From The Tennessean:
When Rashed Fakhruddin was hired by Nashville Electric Service as an engineer, he said he would not be able to attend meetings from 1 to 2 p.m. Fridays. That time was for prayer. And during Ramadan, he may move his workday up a few hours to adapt to his fasting schedule.
They were small accommodations, but by receiving that support from his supervisors, he felt motivated to go above and beyond for his employer, he said. He has become an engineering supervisor, and last year, he was awarded NES’ President's Award.
“When you have that sort of accommodation and understanding of culture ... you are going to give another 100 percent for the company,” he said. "They feel grateful instead of feeling isolated and stressed.”
Fakhruddin spoke to more than 100 representatives of several Nashville companies and organizations Monday at the Islamic Center of Nashville as part of an inaugural Workforce Diversity Seminar and bus tour. Organized by Nashville's National Organization for Workforce Diversity, the summit sought to provide resources and insights for employers and government leaders seeking to create an inclusive and diverse workplace.
Participants visited Sri Ganesha Temple, The Temple, the Islamic Center of Nashville, Operation Stand Down Tennessee, Tennessee State University and Casa Azafran, plus heard from leaders of the Nashville LGBT Chamber of Commerce, Vanderbilt University, World Relief and the Tennessee Immigrant and Refugee Rights Coalition.
Throughout the day, examples of the workforce talent existing in the city's diverse communities were showcased — from Vanderbilt University engineering professor Sankaran Mahadevan, who has turned down job offers from other cities to remain part of the Sri Ganesha Temple's Hindu community; to the Nigerian, Colombian, Bangladeshi and Saudi students studying at Tennessee State University, who chose the school for its academics and multicultural community.
Katerine Hernandez, 21, shared her story of coming to Nashville from El Salvador as a child. She worked hard throughout high school, despite lacking a clear path to college as an undocumented student. After earning the fourth-highest grade point average at Glencliff High School and a perfect score on her writing assessment, she paid her way through Trevecca Nazarene University with the help of a private scholarship. She now teaches at Trevecca, is a youth pastor and is program coordinator for the YMCA Latino Achievers.

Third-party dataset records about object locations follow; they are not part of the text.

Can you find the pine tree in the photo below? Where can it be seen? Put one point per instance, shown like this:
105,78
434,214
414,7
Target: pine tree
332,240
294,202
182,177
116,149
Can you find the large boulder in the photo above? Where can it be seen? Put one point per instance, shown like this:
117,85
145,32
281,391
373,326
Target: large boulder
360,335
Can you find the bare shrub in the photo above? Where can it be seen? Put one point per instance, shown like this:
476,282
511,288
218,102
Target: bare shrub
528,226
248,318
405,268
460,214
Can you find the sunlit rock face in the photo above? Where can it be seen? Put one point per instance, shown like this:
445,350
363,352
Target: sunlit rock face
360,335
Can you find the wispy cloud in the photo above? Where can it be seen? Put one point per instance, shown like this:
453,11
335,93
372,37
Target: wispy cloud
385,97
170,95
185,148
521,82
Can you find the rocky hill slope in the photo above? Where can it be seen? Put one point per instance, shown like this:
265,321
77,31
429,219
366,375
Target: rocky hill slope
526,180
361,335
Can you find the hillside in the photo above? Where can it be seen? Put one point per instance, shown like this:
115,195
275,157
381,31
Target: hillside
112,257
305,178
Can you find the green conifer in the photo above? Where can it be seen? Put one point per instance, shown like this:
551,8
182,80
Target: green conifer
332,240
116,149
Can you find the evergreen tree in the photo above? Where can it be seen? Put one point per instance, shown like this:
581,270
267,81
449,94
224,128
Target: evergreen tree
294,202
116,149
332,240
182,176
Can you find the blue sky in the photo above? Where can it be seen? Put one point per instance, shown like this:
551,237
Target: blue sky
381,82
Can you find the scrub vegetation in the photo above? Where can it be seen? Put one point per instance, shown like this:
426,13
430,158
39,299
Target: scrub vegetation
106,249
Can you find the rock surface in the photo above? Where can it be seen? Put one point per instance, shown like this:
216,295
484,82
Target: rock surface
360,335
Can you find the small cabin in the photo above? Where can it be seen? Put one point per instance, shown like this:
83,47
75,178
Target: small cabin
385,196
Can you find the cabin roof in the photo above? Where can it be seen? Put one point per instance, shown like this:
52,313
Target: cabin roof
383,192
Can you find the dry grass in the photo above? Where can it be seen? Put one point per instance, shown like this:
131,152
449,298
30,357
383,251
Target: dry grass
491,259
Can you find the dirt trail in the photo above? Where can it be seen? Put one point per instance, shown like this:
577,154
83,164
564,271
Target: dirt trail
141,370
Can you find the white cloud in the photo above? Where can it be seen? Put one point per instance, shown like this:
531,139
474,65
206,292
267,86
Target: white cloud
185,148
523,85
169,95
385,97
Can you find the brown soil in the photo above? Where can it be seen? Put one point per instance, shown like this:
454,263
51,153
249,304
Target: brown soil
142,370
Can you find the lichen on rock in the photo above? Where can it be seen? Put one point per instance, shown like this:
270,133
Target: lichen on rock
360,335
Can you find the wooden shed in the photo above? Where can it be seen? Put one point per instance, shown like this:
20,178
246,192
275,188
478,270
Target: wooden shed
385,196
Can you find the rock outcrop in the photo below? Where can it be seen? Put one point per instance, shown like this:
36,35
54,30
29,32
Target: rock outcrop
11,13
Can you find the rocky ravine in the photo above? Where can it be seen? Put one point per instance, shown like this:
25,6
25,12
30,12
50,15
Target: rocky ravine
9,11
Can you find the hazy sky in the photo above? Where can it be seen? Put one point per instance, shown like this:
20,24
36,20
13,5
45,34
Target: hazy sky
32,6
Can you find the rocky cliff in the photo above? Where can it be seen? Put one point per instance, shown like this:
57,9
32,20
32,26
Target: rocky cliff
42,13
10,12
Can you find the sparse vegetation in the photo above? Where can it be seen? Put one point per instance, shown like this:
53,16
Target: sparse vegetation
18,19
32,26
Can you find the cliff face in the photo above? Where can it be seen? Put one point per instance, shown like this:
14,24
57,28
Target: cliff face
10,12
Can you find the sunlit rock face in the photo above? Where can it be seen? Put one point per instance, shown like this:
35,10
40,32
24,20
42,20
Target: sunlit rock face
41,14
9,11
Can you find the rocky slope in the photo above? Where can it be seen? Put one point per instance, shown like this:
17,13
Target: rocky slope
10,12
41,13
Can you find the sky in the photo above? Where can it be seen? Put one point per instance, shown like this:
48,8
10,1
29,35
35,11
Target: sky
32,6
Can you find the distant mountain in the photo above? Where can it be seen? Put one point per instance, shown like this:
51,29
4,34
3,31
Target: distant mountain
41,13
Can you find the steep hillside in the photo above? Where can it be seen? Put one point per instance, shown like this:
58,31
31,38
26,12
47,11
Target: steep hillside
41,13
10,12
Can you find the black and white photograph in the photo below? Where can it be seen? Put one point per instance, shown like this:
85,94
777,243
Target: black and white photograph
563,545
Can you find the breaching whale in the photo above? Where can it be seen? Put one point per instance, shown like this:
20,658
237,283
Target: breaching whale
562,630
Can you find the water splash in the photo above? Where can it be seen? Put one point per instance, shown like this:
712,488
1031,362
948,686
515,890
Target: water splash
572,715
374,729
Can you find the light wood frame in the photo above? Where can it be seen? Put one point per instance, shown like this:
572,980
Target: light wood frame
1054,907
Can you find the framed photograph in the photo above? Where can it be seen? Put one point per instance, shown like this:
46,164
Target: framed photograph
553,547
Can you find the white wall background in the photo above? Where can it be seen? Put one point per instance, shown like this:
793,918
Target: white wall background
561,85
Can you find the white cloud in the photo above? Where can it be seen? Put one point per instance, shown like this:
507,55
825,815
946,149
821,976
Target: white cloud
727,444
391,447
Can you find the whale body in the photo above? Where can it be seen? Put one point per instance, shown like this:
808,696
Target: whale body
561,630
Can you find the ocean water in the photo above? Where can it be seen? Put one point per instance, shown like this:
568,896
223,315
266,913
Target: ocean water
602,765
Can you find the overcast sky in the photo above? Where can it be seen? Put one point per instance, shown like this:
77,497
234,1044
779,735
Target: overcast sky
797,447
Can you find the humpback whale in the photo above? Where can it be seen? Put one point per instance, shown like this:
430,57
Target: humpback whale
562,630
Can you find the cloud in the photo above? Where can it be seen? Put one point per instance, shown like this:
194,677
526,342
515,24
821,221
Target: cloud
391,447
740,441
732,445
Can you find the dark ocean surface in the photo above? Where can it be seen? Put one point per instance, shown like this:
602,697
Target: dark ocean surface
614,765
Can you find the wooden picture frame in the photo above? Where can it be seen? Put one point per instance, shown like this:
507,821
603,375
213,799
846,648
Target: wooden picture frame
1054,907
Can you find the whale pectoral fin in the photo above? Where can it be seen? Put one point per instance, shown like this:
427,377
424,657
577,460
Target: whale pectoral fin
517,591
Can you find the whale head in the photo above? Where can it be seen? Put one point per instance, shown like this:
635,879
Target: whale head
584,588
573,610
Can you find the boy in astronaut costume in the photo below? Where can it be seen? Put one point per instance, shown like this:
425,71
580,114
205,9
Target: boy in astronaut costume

“Students like me are going to be bilingual and are going to be very hardworking and are going to strive and bring value to your company," she said. "They are just hoping you also see value in them and in their community."
Employers and universities also shared strategies for welcoming diverse workers and students. Vanderbilt Chancellor Nicholas Zeppos pointed to Vanderbilt's blind admissions policies that do not include an applicant's financial profile in their admissions decisions, as well as its commitment to help students to graduate debt-free.
In recent years, Nissan has focused on improving benefits that affect LGBT employees. When some employees at other companies learned about Nissan's efforts, they went to Nissan when it was time to buy a car, said Kim Sharp, a manager for Nissan.
"It just is good business," said Bradley Pinson, vice president of business banking relationship management at Fifth Third Bank. "There is a direct correlation between employee engagement and diversity and inclusion."